Week 2: ChIPseq

Aligning reads to the reference genome

Now that we have performed basic quality control on our reads, we are going to align them to the human reference genome using bowtie2. Using the index you generated last week, align each of the FASTQ files to the human reference genome. By default, bowtie2 outputs in SAM format and typically, it is more convenient and friendly to your disk space to work with BAM files as they are compressed. Nearly all utilities that operate on SAM files can also interchangeably work with BAM files

1. Align your reads to the human reference genome using the index you
  created last week 
    - Leave all other bowtie2 parameters at default
    - In the same command, automatically convert the bowtie2 output to a BAM
      file using samtools

Sorting and indexing our alignment files

For many downstream applications, most notably visualization, the alignments in BAM files need to be sorted and indexed, in order to allow for fast and random access without searching the entire file. We will now sort, and index all of our generated BAM files using samtools. Read the manual pages for the samtools sort and samtools index commands for how to use them.

1. Generate a snakemake rule that sorts each of your BAM files 
2. Generate another snakemake rule that creates a BAM index for your sorted 
  files

Quality control with flagstats and MultiQC

As before, we will perform a quick quality check on our alignment using samtools and then collect all of the QC information we have generated so far using MultiQC.

1. Create a snakemake rule that runs samtools flagstat on all of your
  aligned files
2. Create a snakemake rule that runs MultiQC on your project directory

Generating bigwig files and comparing “similarity” between samples

Now that we have performed basic quality control, we are going to convert our aligned BAM files to a more tractable format for analysis and visualization. We will be using the deeptools package to convert the information in our BAM files to a bigWig format, which is a compressed binary indexed file that is typically used to store quantitative data associated with genomic regions. In essence, we can divide every chromosome into bins of equal and known size and count the number of alignments falling into each region. This enables a simple but intuitive plot where we can visualize the entire length of any arbitrary region in the genome and the number of alignments found in each region. This enables us to look at the “signal” coming from various regions of the genome.
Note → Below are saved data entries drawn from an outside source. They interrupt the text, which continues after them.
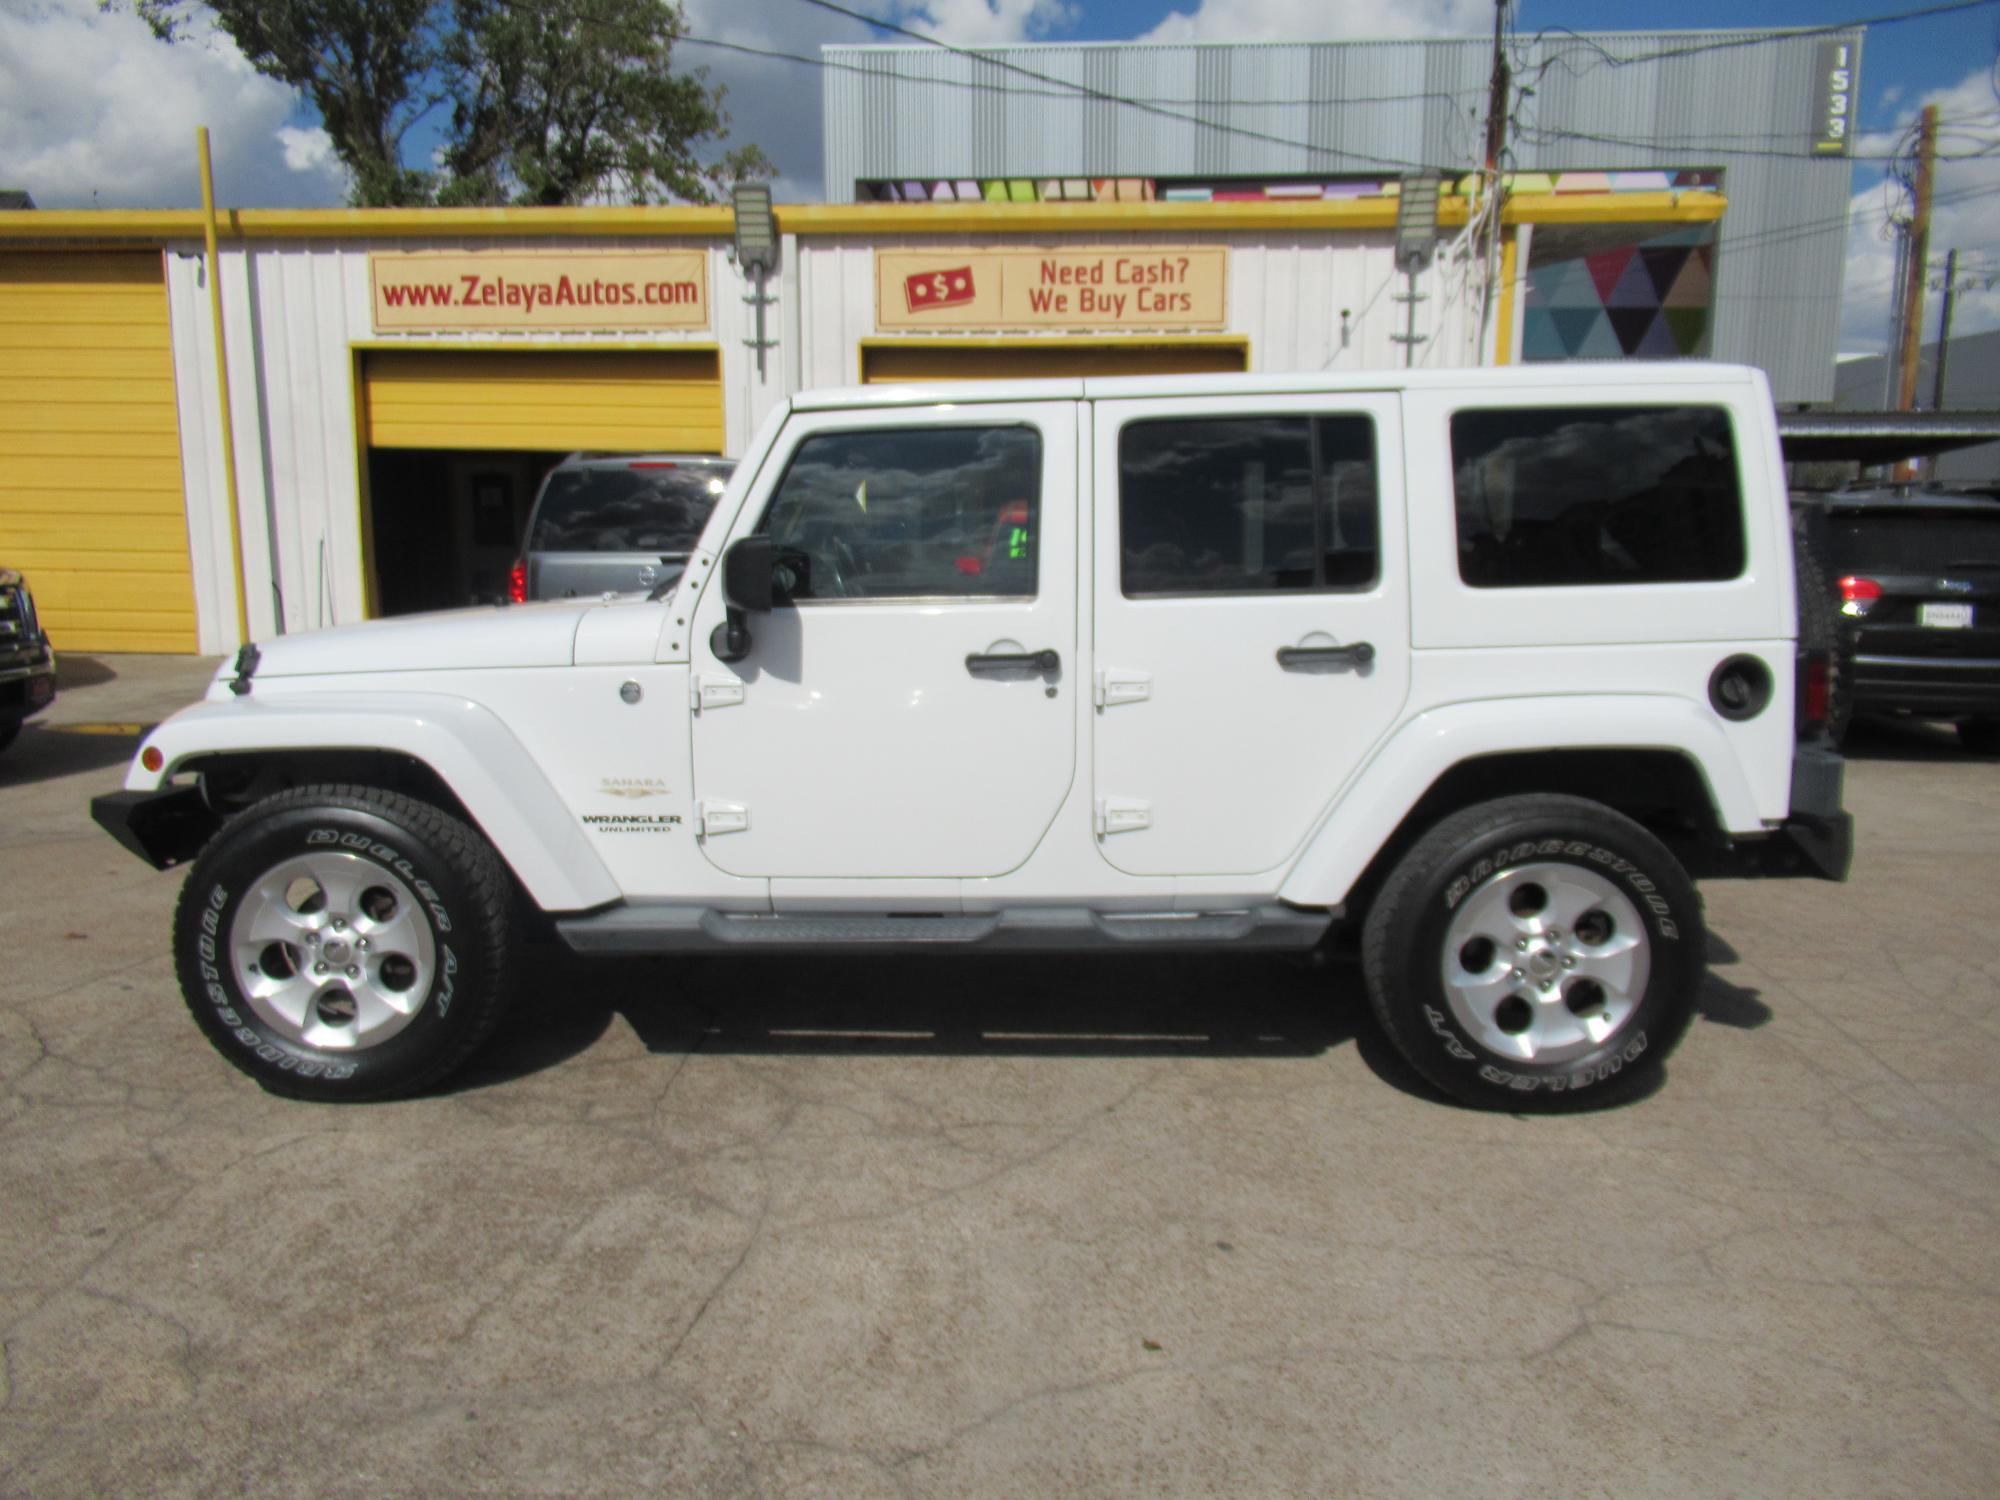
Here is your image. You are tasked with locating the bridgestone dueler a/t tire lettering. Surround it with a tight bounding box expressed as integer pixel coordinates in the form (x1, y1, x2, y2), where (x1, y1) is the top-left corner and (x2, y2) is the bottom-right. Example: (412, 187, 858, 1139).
(1361, 794, 1704, 1112)
(172, 784, 512, 1102)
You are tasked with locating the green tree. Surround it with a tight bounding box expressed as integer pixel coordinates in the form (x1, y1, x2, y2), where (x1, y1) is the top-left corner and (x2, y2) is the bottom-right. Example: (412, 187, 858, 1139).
(114, 0, 771, 207)
(122, 0, 447, 206)
(442, 0, 773, 206)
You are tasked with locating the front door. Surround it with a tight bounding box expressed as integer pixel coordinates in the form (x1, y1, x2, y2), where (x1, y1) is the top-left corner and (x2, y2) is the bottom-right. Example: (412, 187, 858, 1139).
(689, 402, 1077, 879)
(1091, 393, 1410, 877)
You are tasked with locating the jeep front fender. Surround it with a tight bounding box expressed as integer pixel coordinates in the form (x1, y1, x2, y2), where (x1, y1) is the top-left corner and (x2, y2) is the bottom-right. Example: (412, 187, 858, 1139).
(126, 692, 620, 913)
(1277, 694, 1762, 908)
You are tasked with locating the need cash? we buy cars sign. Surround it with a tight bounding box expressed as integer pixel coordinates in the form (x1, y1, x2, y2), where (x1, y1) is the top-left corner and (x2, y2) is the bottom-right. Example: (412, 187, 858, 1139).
(876, 247, 1227, 332)
(370, 251, 710, 333)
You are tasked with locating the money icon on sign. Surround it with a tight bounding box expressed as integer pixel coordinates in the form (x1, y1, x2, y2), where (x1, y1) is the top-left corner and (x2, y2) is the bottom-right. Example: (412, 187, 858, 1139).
(905, 266, 976, 313)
This is often used in ChIPseq experiments to visualize where our factor of interest is binding. Regions with higher alignment counts, if the underlying molecular biology experiment worked, should represent regions where our factor is most likely binding. Understanding where in the genome a factor is binding is what enables the determination of what genes that factor is regulating, and the mechanisms by which it functions.

We can also use this information to make some general quantitative comparisons between our samples since they are all unified in format (i.e. each bigWig representation of a sample consists of the entire genome split into the same sized bins and with an associated count).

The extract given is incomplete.